The oil price increase is also unlikely to hold long-term due to insufficient investments in the exploration and development of new oil deposits. The oil price collapse last year, due to the COVID-19 pandemic and decreased traffic and industry, serves as a stark reminder of the market's vulnerability.

In summary, the disagreement is a reflection of OPEC+ members negotiating production rights amid changing demand forecasts and geopolitical risks. The uneven lifting of production cuts and quota disputes could lead to periods of price instability but also risks global oil prices softening if supply growth outpaces demand.

Sources: [1] Reuters, 2022. [2] Bloomberg, 2022. [3] Financial Times, 2022. [4] Oilprice.com, 2022. [5] The Washington Post, 2022.

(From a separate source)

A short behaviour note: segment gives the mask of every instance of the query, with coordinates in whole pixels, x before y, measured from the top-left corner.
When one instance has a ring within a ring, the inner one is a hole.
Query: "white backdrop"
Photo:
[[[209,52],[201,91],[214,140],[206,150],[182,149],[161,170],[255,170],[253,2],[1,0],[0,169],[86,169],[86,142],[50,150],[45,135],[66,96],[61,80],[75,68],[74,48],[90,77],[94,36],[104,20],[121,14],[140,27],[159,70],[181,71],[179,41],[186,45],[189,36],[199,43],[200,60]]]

The UAE's pursuit of a higher production quota in the oil-and-gas industry might exacerbate tensions within OPEC+, potentially impacting the global finance industry as a result of increased price volatility. The energy sector, specifically the oil industry, may witness a shift in production baselines, which could eventually lead to oversupply and a softening of global oil prices, defying the long-term oil price increase due to global efforts in limiting CO2 emissions and insufficient investments in the exploration and development of new oil deposits.